Happy Halloween, readers! I’m celebrating with some festive reading:
The Black Cat (1843) is a classic Edgar Allen Poe story: dark, haunting, and recounted by an unreliable narrator. You can read the story, right now, from the comfort of your home, on Google Books. The collection, called The Works of the Late Edgar Allen Poe, was published in the year of his death–1849, but digitized and added to Google’s quest to own everything in 2006. Putting aside personal qualms about upcoming world domination by Google, this access to classic works allows for analysis using digital tools. What can we find out about The Black Cat that wouldn’t be obvious from reading the text?
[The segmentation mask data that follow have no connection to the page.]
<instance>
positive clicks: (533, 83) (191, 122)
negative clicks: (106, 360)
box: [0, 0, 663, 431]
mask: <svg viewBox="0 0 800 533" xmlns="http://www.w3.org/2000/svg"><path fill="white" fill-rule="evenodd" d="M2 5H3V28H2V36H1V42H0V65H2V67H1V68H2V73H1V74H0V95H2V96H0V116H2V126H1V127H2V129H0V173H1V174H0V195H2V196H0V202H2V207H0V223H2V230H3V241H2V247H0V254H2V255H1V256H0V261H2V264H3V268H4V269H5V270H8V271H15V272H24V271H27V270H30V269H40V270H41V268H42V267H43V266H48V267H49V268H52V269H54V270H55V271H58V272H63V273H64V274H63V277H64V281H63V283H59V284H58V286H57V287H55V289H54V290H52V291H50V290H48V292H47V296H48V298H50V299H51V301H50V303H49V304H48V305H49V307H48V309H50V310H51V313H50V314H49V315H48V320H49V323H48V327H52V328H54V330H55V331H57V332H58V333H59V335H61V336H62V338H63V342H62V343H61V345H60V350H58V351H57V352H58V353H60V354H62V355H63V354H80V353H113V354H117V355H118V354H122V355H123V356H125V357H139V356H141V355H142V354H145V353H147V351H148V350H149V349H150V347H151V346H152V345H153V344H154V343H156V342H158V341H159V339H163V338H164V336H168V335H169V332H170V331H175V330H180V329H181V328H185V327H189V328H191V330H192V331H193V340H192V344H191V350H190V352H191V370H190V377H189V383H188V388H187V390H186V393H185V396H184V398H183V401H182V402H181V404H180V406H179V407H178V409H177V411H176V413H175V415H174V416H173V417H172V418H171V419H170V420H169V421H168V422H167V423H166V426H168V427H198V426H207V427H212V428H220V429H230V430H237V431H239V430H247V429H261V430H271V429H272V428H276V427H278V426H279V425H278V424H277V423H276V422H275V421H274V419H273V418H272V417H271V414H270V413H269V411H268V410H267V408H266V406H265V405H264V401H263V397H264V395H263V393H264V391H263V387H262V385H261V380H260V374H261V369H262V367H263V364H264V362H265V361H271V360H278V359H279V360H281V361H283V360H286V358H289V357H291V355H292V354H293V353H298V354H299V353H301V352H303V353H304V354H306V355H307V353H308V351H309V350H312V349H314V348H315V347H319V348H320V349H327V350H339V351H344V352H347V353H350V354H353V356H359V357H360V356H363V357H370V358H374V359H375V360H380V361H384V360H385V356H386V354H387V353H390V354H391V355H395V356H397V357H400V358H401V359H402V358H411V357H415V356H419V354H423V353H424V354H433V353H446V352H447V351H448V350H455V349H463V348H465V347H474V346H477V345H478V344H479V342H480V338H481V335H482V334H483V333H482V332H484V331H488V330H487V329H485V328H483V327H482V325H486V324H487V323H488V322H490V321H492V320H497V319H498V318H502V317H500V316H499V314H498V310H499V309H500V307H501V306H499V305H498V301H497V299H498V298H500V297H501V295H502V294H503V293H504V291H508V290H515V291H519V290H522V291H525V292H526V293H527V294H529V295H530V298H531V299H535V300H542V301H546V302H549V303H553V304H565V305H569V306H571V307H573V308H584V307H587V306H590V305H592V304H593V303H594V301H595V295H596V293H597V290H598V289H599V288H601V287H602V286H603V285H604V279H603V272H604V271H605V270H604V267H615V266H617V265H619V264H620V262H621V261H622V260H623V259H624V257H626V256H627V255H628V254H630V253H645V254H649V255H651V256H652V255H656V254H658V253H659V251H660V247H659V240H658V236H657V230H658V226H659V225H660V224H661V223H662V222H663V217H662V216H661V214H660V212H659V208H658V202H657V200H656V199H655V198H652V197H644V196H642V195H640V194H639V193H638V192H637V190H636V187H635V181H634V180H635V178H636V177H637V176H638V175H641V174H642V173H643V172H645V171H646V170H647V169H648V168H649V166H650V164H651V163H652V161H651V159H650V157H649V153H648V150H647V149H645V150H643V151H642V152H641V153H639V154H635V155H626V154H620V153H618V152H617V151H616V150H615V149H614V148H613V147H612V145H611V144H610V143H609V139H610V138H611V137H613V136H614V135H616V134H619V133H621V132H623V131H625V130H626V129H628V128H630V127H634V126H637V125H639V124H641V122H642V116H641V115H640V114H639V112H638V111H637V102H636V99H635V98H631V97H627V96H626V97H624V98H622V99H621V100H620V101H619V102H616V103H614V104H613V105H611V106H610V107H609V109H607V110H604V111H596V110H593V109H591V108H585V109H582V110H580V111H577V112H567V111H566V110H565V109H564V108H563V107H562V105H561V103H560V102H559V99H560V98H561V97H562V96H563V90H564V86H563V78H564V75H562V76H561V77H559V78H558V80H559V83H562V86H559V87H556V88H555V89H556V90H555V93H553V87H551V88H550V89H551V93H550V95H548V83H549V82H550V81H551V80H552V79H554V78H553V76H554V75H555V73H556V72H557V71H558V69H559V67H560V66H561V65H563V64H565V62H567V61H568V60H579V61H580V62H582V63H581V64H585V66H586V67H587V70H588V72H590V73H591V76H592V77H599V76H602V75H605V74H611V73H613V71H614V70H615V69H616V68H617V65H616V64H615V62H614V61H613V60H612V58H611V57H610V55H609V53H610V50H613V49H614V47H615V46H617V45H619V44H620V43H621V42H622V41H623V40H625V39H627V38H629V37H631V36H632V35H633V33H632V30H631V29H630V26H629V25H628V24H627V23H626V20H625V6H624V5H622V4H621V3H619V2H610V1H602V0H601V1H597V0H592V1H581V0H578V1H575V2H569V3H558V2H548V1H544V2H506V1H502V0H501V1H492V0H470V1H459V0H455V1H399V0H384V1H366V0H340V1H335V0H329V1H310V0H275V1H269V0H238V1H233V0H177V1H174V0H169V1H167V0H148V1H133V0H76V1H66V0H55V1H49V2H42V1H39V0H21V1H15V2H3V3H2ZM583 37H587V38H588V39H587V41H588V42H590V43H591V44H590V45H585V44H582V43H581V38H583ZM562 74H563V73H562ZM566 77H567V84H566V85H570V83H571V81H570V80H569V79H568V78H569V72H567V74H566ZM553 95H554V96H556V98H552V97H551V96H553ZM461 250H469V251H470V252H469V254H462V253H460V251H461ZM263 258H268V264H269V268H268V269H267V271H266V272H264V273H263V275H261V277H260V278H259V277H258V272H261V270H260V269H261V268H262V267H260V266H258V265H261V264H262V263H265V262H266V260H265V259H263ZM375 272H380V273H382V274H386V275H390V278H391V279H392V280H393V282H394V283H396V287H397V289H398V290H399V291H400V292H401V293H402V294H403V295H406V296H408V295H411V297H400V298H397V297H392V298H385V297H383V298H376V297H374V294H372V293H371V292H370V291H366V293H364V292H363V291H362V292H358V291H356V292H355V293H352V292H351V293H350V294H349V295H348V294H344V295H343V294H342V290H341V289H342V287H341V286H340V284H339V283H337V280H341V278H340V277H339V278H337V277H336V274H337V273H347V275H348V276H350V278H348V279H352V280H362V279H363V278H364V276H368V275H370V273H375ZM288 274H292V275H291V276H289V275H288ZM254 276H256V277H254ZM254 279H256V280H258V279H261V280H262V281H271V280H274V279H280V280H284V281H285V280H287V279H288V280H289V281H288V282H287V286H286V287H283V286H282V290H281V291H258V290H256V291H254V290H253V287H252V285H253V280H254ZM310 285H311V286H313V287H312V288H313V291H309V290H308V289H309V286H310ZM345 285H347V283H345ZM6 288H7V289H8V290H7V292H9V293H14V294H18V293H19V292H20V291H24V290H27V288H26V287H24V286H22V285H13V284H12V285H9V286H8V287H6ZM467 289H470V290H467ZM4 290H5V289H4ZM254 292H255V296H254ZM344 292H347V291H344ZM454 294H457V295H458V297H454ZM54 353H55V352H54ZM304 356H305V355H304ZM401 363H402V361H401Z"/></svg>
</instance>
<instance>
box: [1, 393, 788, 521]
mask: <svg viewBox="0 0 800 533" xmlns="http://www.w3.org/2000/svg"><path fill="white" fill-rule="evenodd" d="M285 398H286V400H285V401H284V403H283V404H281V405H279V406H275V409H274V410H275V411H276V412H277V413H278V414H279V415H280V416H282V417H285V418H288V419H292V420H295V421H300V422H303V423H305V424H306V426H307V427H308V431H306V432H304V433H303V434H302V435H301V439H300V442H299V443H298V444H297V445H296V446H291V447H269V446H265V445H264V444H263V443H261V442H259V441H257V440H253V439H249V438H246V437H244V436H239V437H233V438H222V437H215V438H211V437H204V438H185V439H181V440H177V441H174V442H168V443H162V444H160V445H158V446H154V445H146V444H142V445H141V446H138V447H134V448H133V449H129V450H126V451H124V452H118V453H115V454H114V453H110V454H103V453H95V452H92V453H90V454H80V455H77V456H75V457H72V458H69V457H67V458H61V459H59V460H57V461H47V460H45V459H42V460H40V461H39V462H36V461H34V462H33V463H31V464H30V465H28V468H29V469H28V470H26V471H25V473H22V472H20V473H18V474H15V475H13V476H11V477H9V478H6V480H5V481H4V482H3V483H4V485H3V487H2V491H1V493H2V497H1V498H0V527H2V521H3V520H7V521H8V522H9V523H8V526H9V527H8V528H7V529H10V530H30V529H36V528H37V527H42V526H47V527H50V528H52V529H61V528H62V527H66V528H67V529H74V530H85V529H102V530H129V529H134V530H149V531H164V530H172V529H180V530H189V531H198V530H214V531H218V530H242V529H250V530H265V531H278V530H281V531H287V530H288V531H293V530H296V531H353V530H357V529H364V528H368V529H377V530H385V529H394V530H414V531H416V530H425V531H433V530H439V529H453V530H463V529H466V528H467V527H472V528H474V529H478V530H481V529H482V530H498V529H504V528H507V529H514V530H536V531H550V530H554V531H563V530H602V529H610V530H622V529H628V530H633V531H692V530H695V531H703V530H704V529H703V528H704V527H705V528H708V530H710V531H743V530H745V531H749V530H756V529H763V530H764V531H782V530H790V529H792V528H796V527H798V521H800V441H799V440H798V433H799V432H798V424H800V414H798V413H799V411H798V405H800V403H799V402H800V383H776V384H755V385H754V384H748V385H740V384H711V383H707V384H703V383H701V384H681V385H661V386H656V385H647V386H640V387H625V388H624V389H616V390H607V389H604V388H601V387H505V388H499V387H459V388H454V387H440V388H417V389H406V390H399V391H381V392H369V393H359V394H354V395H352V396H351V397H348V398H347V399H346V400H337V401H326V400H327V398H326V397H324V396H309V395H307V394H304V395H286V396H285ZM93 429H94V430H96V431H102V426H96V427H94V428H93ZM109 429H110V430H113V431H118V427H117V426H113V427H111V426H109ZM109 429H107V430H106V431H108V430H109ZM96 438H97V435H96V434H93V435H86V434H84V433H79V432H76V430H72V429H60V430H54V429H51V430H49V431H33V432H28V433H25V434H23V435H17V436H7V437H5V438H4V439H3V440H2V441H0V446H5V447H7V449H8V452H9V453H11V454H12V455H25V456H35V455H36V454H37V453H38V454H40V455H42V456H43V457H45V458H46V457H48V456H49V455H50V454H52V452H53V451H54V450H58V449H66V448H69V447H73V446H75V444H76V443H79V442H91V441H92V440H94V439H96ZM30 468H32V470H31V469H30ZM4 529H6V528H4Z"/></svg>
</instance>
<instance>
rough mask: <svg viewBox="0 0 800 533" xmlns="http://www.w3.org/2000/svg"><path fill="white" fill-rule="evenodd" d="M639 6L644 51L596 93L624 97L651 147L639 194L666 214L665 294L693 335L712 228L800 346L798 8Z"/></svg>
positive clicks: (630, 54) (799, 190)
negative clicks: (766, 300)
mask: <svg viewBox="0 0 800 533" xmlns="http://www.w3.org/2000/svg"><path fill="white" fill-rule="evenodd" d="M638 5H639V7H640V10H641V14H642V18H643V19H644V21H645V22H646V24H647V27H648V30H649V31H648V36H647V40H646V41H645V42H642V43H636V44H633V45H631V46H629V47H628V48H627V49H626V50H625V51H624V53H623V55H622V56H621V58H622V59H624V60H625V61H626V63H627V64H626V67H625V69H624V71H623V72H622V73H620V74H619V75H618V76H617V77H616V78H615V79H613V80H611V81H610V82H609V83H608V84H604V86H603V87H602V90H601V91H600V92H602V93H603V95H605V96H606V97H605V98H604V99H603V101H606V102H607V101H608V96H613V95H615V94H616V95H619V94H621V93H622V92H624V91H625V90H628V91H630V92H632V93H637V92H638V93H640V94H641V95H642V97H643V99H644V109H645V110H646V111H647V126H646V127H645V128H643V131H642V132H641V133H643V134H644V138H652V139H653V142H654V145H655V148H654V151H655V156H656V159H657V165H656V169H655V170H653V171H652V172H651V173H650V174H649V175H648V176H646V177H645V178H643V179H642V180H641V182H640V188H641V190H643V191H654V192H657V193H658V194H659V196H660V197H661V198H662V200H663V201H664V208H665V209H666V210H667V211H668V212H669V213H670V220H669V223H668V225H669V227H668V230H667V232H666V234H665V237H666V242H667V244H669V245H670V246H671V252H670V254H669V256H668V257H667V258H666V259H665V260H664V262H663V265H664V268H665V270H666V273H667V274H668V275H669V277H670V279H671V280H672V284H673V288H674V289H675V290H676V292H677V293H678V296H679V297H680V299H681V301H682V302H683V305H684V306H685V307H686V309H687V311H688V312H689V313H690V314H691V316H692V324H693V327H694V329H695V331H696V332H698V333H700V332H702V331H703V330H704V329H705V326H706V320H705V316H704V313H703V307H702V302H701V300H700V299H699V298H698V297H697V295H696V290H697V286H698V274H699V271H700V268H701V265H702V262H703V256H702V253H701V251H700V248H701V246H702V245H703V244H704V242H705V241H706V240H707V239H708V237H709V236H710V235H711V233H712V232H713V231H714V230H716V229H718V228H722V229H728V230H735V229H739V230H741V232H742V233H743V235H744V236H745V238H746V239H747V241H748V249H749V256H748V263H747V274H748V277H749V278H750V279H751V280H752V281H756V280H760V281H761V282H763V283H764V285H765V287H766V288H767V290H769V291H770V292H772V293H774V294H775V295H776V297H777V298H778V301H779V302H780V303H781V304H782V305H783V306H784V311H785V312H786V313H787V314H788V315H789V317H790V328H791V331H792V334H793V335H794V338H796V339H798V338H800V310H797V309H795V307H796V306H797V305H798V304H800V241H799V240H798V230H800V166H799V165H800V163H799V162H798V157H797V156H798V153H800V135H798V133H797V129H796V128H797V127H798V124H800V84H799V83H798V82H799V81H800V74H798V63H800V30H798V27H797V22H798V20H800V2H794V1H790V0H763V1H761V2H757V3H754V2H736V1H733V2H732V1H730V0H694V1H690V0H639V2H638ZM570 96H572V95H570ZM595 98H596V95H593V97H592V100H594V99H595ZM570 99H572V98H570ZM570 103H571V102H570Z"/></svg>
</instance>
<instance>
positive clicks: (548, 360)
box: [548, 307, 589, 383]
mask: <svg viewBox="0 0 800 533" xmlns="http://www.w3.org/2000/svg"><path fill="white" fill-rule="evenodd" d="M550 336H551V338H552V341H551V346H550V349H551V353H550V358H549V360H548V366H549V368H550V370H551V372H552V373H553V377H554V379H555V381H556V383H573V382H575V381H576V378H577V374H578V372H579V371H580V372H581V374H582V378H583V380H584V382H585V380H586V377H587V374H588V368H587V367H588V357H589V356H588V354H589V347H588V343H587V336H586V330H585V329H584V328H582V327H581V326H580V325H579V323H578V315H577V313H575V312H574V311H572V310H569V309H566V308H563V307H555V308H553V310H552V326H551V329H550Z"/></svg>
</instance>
The first step in using these tools is converting the original typeface to plain text, as interpreted by the computer. This plain text can be copied and pasted, searched, and transformed in a word processing program. The first thing I noticed was that this “translation” from the original to the plain text wasn’t perfect. There were a few misread characters, some odd spacing, and minor issues like this. The biggest error was a page that didn’t “translate” at all–a page that turned out to be a major turning point in the plot! (I won’t spoil it, but it involves murder.)
However, I was able to copy the majority of the story into a Google Doc. Aside from the missing page, none of the typos were serious, so in the next experiment, I uploaded the full text to voyant-tools.org to try some of the tools. The first, most eye-catching tool is a word cloud showing the most frequent words in the whole story. For The Black Cat, these were “house,” “cat,” “day,” “came,” “wife,” and “wall.” Having already read the story, I suppose these words reflect the plot, although if someone wasn’t familiar with the story it may not make sense or sound spooky–but it very much is!
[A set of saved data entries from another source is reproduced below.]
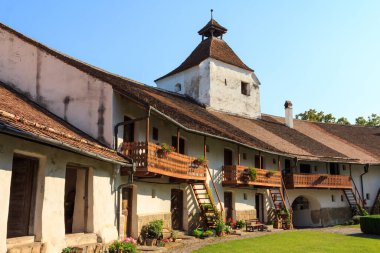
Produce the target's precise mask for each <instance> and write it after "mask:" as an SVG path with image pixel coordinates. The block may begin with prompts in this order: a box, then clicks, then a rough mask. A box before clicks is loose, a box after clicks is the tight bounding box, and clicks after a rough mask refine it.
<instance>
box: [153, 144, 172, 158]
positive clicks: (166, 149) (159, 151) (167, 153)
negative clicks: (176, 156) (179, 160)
mask: <svg viewBox="0 0 380 253" xmlns="http://www.w3.org/2000/svg"><path fill="white" fill-rule="evenodd" d="M174 151H175V148H174V147H173V146H170V145H169V144H166V143H163V144H162V145H161V148H160V149H158V150H157V156H158V157H159V158H167V157H168V155H169V154H170V153H171V152H174Z"/></svg>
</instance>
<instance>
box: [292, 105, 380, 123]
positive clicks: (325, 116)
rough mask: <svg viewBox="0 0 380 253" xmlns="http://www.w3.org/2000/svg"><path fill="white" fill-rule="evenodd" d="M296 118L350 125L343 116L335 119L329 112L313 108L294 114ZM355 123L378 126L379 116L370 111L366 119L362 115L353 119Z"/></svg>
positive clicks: (321, 121) (346, 118)
mask: <svg viewBox="0 0 380 253" xmlns="http://www.w3.org/2000/svg"><path fill="white" fill-rule="evenodd" d="M296 118H297V119H302V120H310V121H315V122H323V123H336V124H342V125H351V123H350V122H349V121H348V119H347V118H345V117H340V118H338V119H336V117H334V116H333V115H332V114H331V113H328V114H325V113H324V112H323V111H320V112H318V111H317V110H315V109H309V110H308V111H305V112H303V113H299V114H297V115H296ZM355 125H360V126H380V116H379V115H377V114H375V113H372V114H371V116H368V117H367V119H366V118H364V117H363V116H360V117H357V118H356V119H355Z"/></svg>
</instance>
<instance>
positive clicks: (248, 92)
mask: <svg viewBox="0 0 380 253" xmlns="http://www.w3.org/2000/svg"><path fill="white" fill-rule="evenodd" d="M241 94H243V95H246V96H249V95H251V90H250V88H249V83H245V82H241Z"/></svg>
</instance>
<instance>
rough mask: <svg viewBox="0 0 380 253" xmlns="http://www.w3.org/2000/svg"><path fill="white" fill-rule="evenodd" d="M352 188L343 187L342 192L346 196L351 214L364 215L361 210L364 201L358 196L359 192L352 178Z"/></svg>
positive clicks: (358, 194) (359, 194)
mask: <svg viewBox="0 0 380 253" xmlns="http://www.w3.org/2000/svg"><path fill="white" fill-rule="evenodd" d="M351 182H352V188H351V189H343V193H344V195H345V196H346V199H347V202H348V204H349V205H350V207H351V210H352V212H353V215H355V214H359V215H364V213H363V211H364V210H365V209H364V201H363V199H362V197H361V196H360V193H359V191H358V189H357V187H356V185H355V182H354V180H352V178H351Z"/></svg>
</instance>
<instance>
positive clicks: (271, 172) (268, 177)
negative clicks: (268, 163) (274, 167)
mask: <svg viewBox="0 0 380 253" xmlns="http://www.w3.org/2000/svg"><path fill="white" fill-rule="evenodd" d="M273 175H274V172H273V171H271V170H269V171H267V173H265V176H266V177H267V178H270V177H272V176H273Z"/></svg>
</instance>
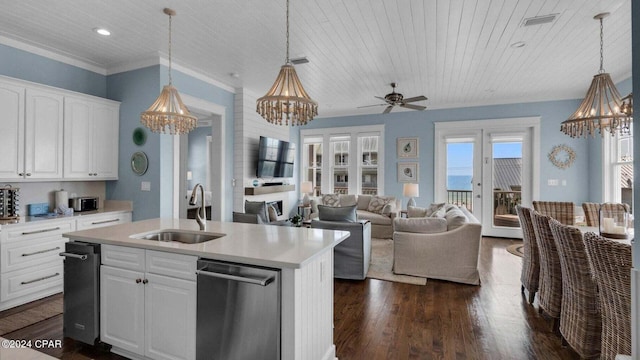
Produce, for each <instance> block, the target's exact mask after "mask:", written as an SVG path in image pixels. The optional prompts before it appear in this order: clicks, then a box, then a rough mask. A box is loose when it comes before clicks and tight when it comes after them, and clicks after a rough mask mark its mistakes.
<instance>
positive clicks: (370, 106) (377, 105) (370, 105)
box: [358, 104, 388, 109]
mask: <svg viewBox="0 0 640 360" xmlns="http://www.w3.org/2000/svg"><path fill="white" fill-rule="evenodd" d="M385 105H388V104H375V105H365V106H358V109H362V108H365V107H372V106H385Z"/></svg>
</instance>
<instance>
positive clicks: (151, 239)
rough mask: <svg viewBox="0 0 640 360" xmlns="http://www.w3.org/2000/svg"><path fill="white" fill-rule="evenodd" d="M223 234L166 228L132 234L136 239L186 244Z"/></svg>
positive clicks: (194, 243)
mask: <svg viewBox="0 0 640 360" xmlns="http://www.w3.org/2000/svg"><path fill="white" fill-rule="evenodd" d="M223 236H225V234H218V233H210V232H203V231H190V230H179V229H164V230H157V231H152V232H148V233H143V234H136V235H131V237H132V238H134V239H144V240H157V241H177V242H180V243H184V244H198V243H202V242H205V241H210V240H215V239H219V238H221V237H223Z"/></svg>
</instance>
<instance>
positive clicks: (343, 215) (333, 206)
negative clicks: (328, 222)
mask: <svg viewBox="0 0 640 360" xmlns="http://www.w3.org/2000/svg"><path fill="white" fill-rule="evenodd" d="M318 219H319V220H324V221H343V222H356V221H357V216H356V206H355V205H352V206H342V207H338V206H325V205H318Z"/></svg>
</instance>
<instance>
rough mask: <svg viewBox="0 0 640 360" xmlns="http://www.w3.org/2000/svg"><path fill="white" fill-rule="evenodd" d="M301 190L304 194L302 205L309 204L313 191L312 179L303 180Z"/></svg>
mask: <svg viewBox="0 0 640 360" xmlns="http://www.w3.org/2000/svg"><path fill="white" fill-rule="evenodd" d="M300 191H301V192H302V193H303V194H304V195H303V196H302V205H304V206H309V193H310V192H311V191H313V184H312V183H311V181H303V182H301V183H300Z"/></svg>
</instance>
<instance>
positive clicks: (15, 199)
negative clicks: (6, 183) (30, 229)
mask: <svg viewBox="0 0 640 360" xmlns="http://www.w3.org/2000/svg"><path fill="white" fill-rule="evenodd" d="M19 211H20V188H14V187H11V186H10V185H7V186H4V187H0V220H10V219H17V218H19V217H20V215H19Z"/></svg>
Google’s n-gram tracks the usage of words over time in the corpus of work Google has in its archive. From the errors I found in this short story, I can imagine that this isn’t perfect, but it’s pretty close. First, I tracked the first three words, “house,” “cat,” and “day”–but since these are everyday words that haven’t changed much in the English language, I didn’t notice much change over time. So I went further down the list and chose “terror,” “beast,” and “hung”–words that appeared several times each, speak to the plot, and showed interesting change over time.
I found a similar tool, the Bookworm from Hathitrust, to take a bit longer to load results, so I didn’t play around with it as much. It functions similarly, but my personal frustration with the amount of time it took to process meant I tried fewer combinations. I did notice that words Google showed as holding steady over time dropped off sharply in the 20th century according to Hathitrust. This is probably because Hathitrust only uses works in the public domain, meaning the corpus from 1924 onwards is much smaller–and from the decline in words like house and wall, must include fewer works in the domestic sphere.
All of this is interesting information for word nerds, but how can public historians use it?
Firstly, this information can be very useful to us as scholars. One of the challenges of public history is finding a balance of presenting nuanced stories in a simple, understandable way, without dumbing down the content. Using tools like Voyant and Google’s n-gram can reveal large historical trends and get us thinking about the broad strokes of a story. This can help us better convey what is important. They can also show us how usages of terms fit into larger trends. Was Poe writing about terror in 1849 because everyone else was?
Secondly, tools like this can be used by a curious public. Especially with online exhibitions, including opportunities to try out interactive tools allows for deeper engagement. Taking a historical text and being given an interpretation is one thing, but being able to track change over time yourself and drawing your own conclusions is another, more meaningful activity.
Tools like Voyant and n-gram are fun, with slick user interfaces and lots of opportunities to play around with filters and visualizations, but I’m interested to see where digital textual analysis goes next. We have access to lots of digitized material–more than any one person could ever read–what will we do with it all?